21/04/2008 - 30/01/2009

in collaboration with:

Emily Tanner
Naomi Day
Rosalind Tennant
Ola Turczuk
of the National Centre for Social Research

Private tuition in England

Private tuition has a long-established role in learning for many pupils in England. Previous estimates suggest that between one in four and one in six pupils in England receive private tuition at some point in their school career. However, since private tuition has not been a key focus of policy, there has been little research into the extent of private tuition.

The Making Good Progress pilots, a new government initiative to improve the focus on pupils' rate of progress through education, has identified a role for private tutors in delivering additional tuition to pupils making slow progress in English and mathematics.

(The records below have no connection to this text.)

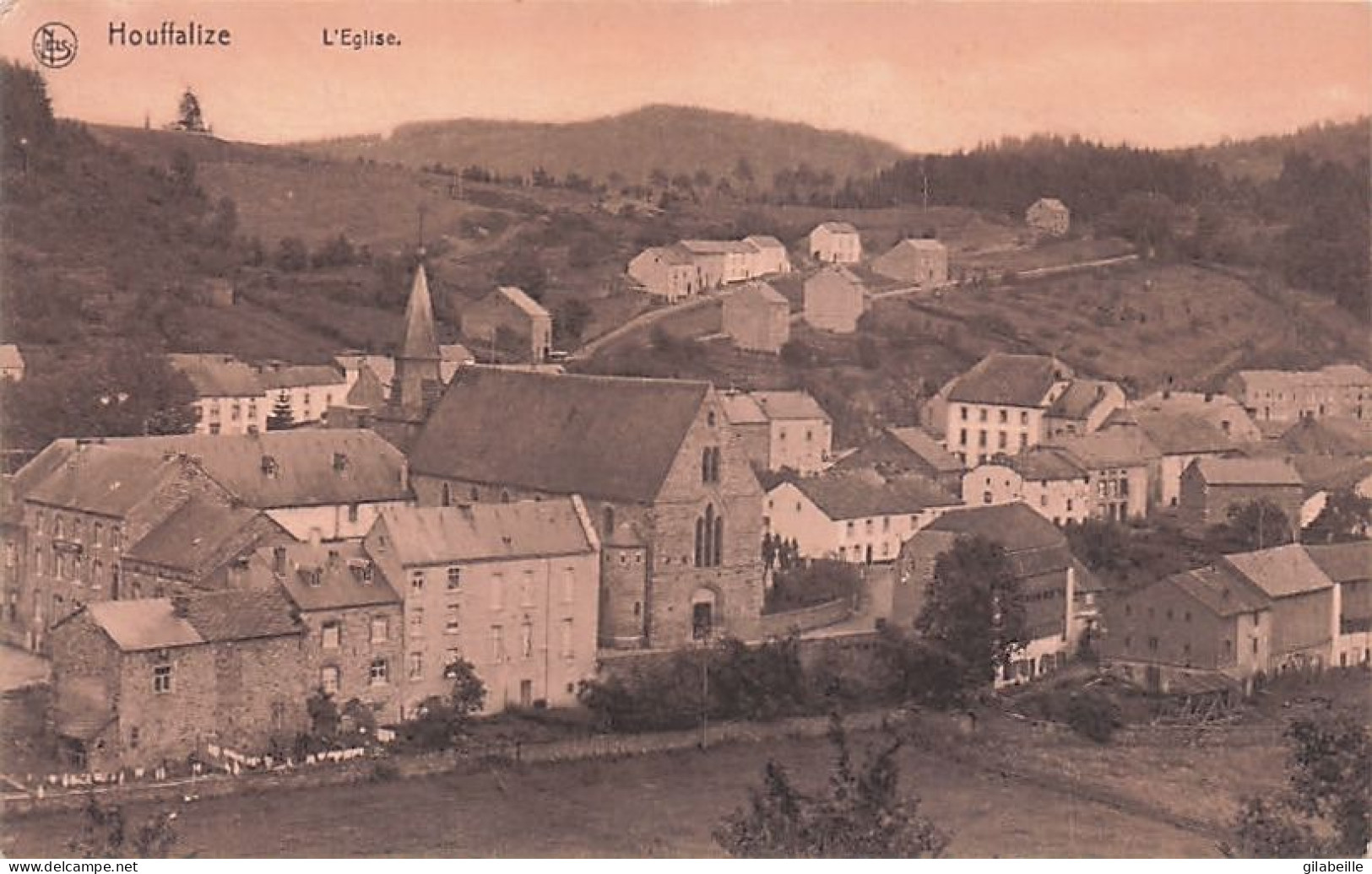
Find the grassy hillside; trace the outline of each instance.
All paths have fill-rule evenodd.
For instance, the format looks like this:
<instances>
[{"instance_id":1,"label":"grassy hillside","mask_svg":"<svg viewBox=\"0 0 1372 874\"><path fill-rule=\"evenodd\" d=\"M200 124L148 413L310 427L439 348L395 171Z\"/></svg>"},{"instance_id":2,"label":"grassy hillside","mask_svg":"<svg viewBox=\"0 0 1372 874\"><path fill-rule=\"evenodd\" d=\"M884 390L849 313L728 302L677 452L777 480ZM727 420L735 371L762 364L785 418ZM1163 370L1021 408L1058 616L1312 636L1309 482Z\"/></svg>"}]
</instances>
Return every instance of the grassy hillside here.
<instances>
[{"instance_id":1,"label":"grassy hillside","mask_svg":"<svg viewBox=\"0 0 1372 874\"><path fill-rule=\"evenodd\" d=\"M412 167L442 163L479 166L501 175L528 175L542 167L561 178L646 182L653 170L668 175L704 170L735 178L746 158L759 182L778 170L808 164L816 171L867 175L901 156L893 145L851 133L818 130L730 112L652 105L589 122L532 123L460 119L402 125L390 137L353 137L300 144L329 158L366 158Z\"/></svg>"}]
</instances>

The purpose of this research was to investigate the market of private tuition providers in England. 
The primary aims of the study were to:
1. Profile the market of providers of private tuition in numeracy/mathematics and English/literacy for pupils in Key Stages 2, 3 and 4.
2. Provide more detailed information about the nature of private tuition transactions between providers and clients.

The research was designed to take into account the 'hidden' nature of much of the private tuition market. While most private tuition agencies have a 'web-presence', many private tutors do not advertise their services and find clients through word of mouth.

The mapping task of profiling private tuition providers involved the creation of two databases: (1) a national database of private tuition agencies and (2) a database of individual private tutors operating in three example areas. The national database was built from information available on the internet and the local areas database of tutors was constructed by researching directories, visiting sites where tutors commonly advertise and more detailed internet searches in each area.

The database was used as a basis for drawing a sample of private tuition agencies for a survey with the agency managers. 130 agencies took part in the study. Interviews were completed with 17 individual tutors from 2 local areas to obtain more detailed information about private tuition transactions.


  • Five types of agency were identified from websites, including traditional agencies, notice boards, informal professional networks and educational centres
  • Agencies varied in size, the largest claiming to have several thousand tutors on its books, while the majority had 10 or fewer active tutors
  • More agencies were found in the South of England than in the North
  • Tuition was offered at all levels, but there was a peak at Key Stage 2, reflecting the involvement of private tuition in preparation for school entrance exams
  • One-to-one tuition was more common than paired or group tuition. Fees varied between and within areas of the country, with costs tending to be highest in London and the South East
  • Tutors perceived several factors to underpin successful outcomes: sufficient time to work with the pupil, the tuition environment, individualised tuition, tutor qualities, pupil commitment and engagement and parental support.